BlackBerry, a world leader in the mobile communications market, today announced that it has entered into an agreement pursuant to which Fairfax Financial Holdings Limited (“Fairfax”) and other institutional investors (collectively, the “Purchasers”) will invest in BlackBerry through a U.S. $1 billion private placement of convertible debentures. Fairfax has agreed to acquire U.S.$250 million principal amount of the Debentures. The transaction is expected to be completed within the next two weeks.
Under the terms of the transaction, the Purchasers will subscribe for U.S. $1 billion aggregate principal amount of 6% unsecured subordinated convertible debentures (the “Debentures”) convertible into common shares of BlackBerry at a price of U.S. $10.00 per common share (the “Transaction”), a 28.7% premium to the closing price of BlackBerry common shares on November 1, 2013. The Debentures have a term of seven years. Based on the number of common shares currently outstanding, if all of the U.S. $1 billion of Debentures were converted, the common shares issued upon conversion would represent approximately 16% of the common shares outstanding after giving effect to the conversion.

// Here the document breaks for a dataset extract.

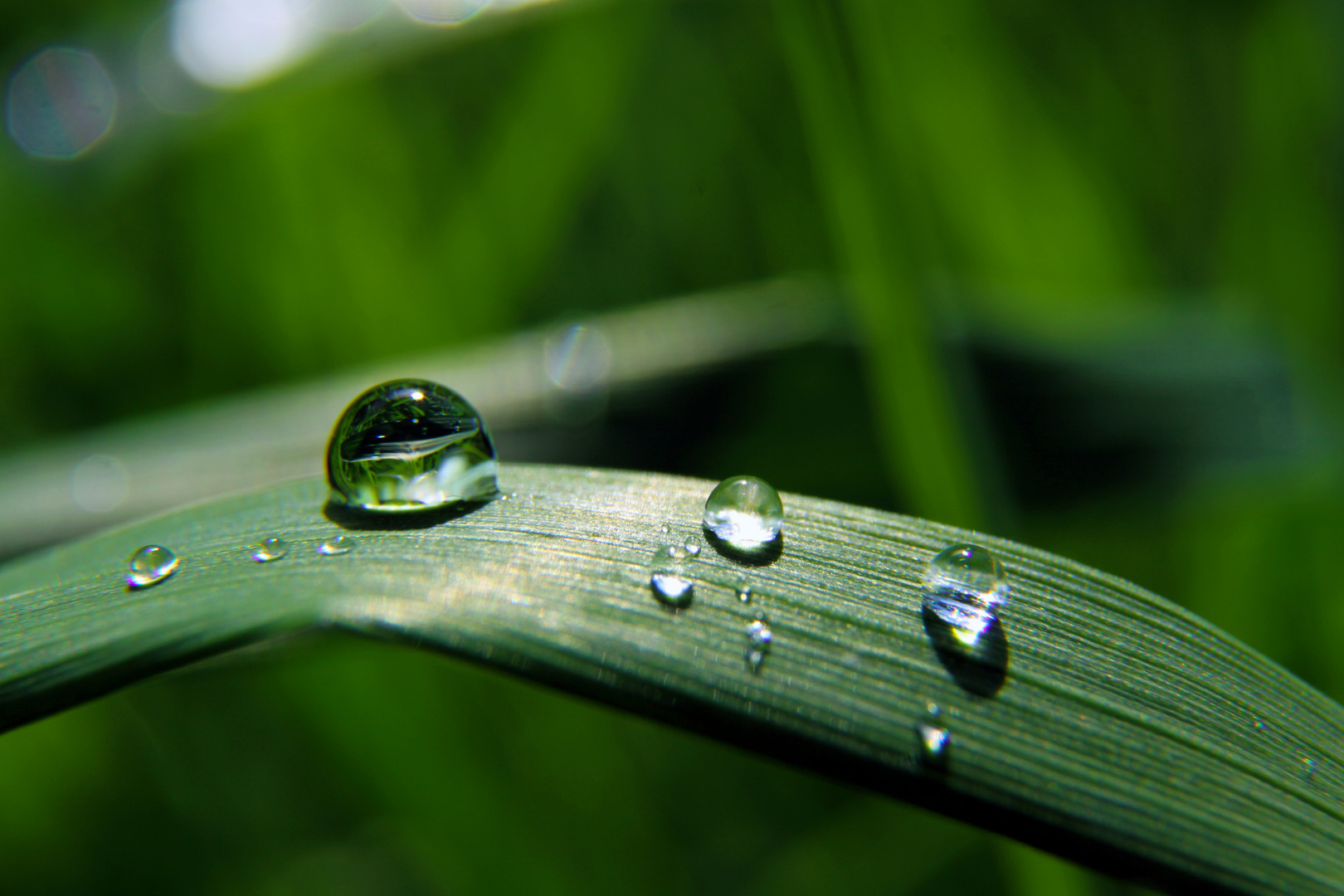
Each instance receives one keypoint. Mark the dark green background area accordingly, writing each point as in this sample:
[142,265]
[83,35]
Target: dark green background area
[1092,253]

Upon the closing of the transaction, John S. Chen will be appointed Executive Chair of BlackBerry’s Board of Directors and, in that role, will be responsible for the strategic direction, strategic relationships and organizational goals of BlackBerry. Prem Watsa, Chairman and CEO of Fairfax, will be appointed Lead Director and Chair of the Compensation, Nomination and Governance Committee and Thorsten Heins and David Kerr intend to resign from the Board at closing.
In addition, Mr. Heins will step down as Chief Executive Officer at closing and Mr. Chen will serve as Interim Chief Executive Officer pending completion of a search for a new Chief Executive Officer.
Today’s announcement marks the conclusion of the review of strategic alternatives previously announced on August 12, 2013.